Aconteceu o que todos mais temiam

segunda-feira, 13 de outubro de 2008

Há três meses, esta coluna entrevistou o analista gráfico - profissional que se baseia nos gráficos para projetar o que poderá ocorrer no futuro -, Márcio Noronha, da Link Investimentos, que estimava que o Índice Bovespa poderia cair até os 35 mil pontos nos próximos dois ou três anos. Alguns leitores escreveram para a coluna preocupados com a projeção, um deles, inclusive, bastante indignado. Esse tipo de reação fazia sentido, uma vez que o índice estava em 61 mil pontos. Pois bem, aconteceu o que todos mais temiam ou preferiam não acreditar que fosse possível. O Ibovespa fechou sexta-feira em queda de 3,97%, aos 35.609 pontos. A única diferença entre a previsão do analista e a vida real é que, o que ele esperava que ocorresse em três anos, aconteceu em três meses.
Naquela época, Noronha e outros grafistas ouvidos pela coluna diziam que os 58 mil pontos eram o nível mais importante do índice e que definiria o destino da bolsa. Segundo eles, se o Ibovespa caísse abaixo dessa pontuação, considerada um dos suportes mais importantes (ponto que o índice tem dificuldade de cair e que pode desencadear movimento de compra), poderia significar o fim de um longo período de alta que começou em outubro de 2002.
Agora que todas essas previsões mais pessimistas se concretizaram, o que o investidor que teve sangue-frio para se manter na bolsa pode esperar daqui para frente, ainda tomando por base os gráficos? Segundo a analista gráfica do banco Santander, Sílvia Afonso, o próximo suporte importante está nos 32 mil pontos, que é exatamente 62% de queda entre o ponto mínimo do Ibovespa, em outubro de 2002, e o seu último pico, em maio deste ano. Pelo método grafista, uma queda de 62% significa que o mercado está de fato num longo período de queda e não apenas numa simples correção.
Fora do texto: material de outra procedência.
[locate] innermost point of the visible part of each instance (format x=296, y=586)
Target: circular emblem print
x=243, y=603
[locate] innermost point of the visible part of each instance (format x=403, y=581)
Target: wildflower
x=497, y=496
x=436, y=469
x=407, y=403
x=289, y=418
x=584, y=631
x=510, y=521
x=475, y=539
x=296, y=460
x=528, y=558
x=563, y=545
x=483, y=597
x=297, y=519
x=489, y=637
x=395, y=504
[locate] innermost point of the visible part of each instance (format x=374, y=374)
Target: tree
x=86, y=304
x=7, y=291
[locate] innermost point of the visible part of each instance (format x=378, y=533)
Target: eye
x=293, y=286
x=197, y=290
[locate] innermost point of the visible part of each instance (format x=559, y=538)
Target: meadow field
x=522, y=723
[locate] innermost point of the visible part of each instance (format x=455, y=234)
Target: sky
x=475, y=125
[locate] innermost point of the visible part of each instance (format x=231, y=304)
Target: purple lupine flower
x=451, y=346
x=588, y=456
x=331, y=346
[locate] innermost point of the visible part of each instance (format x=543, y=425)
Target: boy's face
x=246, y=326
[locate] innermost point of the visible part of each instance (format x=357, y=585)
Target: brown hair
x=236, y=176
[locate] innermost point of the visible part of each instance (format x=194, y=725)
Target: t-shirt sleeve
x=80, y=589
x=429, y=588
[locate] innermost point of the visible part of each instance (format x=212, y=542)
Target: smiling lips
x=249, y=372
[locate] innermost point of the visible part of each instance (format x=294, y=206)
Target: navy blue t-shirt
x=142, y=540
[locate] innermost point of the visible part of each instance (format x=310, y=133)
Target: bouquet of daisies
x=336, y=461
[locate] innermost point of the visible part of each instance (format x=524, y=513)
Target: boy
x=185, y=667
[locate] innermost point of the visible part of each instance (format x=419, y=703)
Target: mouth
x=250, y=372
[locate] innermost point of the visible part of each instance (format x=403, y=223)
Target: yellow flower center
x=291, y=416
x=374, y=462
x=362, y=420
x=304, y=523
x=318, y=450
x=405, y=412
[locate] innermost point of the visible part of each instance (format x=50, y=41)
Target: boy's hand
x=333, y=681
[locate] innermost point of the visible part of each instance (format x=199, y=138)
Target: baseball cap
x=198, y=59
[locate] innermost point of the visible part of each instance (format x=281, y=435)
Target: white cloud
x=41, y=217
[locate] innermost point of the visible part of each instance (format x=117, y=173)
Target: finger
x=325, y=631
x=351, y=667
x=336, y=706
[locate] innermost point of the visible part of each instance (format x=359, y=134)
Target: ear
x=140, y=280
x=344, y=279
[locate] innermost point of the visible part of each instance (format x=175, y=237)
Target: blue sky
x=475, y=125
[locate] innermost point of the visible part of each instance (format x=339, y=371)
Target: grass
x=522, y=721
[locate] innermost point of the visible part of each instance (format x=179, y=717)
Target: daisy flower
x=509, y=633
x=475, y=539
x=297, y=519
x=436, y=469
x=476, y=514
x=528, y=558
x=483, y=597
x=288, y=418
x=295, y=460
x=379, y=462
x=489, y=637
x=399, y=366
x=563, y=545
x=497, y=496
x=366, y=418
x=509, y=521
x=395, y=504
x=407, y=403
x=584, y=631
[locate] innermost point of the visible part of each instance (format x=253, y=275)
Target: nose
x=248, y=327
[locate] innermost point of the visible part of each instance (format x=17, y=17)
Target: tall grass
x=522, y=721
Se cair abaixo dos 32 mil pontos, o próximo suporte do Ibovespa seria os 23.600 pontos, segundo Sílvia, e o seguinte, bem, é melhor nem cogitar. Apesar de não acreditar neste cenário catastrófico, Sílvia diz que é impossível afirmar aos investidores que o pior já passou por causa da irracionalidade que tomou conta do mercado nos últimos dias. "Num movimento irracional, tudo é possível acontecer, já que os fundamentos foram deixados para o segundo plano."
O próprio Márcio Noronha afirma que os indicadores técnicos e gráficos apontam que não há sinais de que a bolsa irá parar de cair. No entanto, assim como a analista do Santander, Noronha não acredita no caos. Para ele, o mercado está prestes a entrar num movimento de recuperação que deve ser rápido e intenso, assim como foi a queda. Noronha, no entanto, não recomenda investir agora em ações porque esse cenário de alta não está claro o suficiente para compensar o risco. "Nos meus 40 anos de mercado, nunca tinha visto uma crise tão feia, nem na crise de 1971 as perdas foram tão grandes em tão pouco tempo."

Abaixo do patrimônio
Com a sangria dos últimos dias, há muitas empresas sendo negociadas pelo valor patrimonial ou abaixo dele. Essa é uma situação esdrúxula, já que o patrimônio líquido dos balanços é mais um retrato do custo histórico dos ativos da empresa (menos os passivos), enquanto o valor de mercado (quantidade de ações multiplicada pelo preço do papel) é o que registra a expectativa de lucros futuros. A diferença entre os dois dá uma idéia do que seria o "intangível" da empresa, valores que não estão expressos no balanço, como marca, capacidade de gestão, estratégia e mão-de-obra especializada.
Na sexta-feira, só 56% dos 324 papéis negociados na Bovespa registravam preços acima de uma vez o seu valor patrimonial, comparado a 77% no começo do ano, segundo o editor Nelson Niero. Considerando ações valendo duas vezes o seu valor patrimonial, esse número cai para 18% ante 51% no começo do ano. Acima de dez vezes, há apenas 2% e em janeiro eram 11%. O valor de mercado da Sadia, abalada por uma perda com operações financeiras, está abaixo do seu patrimônio. A empresa não perdeu só com derivativos: ela perdeu prestígio e mais de R$ 3,4 bilhões de valor de mercado em duas semanas. Mas a crise é para todas, mesmo para aquelas que não estão envolvidas em perdas cambiais. Nomes tradicionais como a siderúrgica Usiminas e a têxtil Alpargatas valem menos que o patrimônio.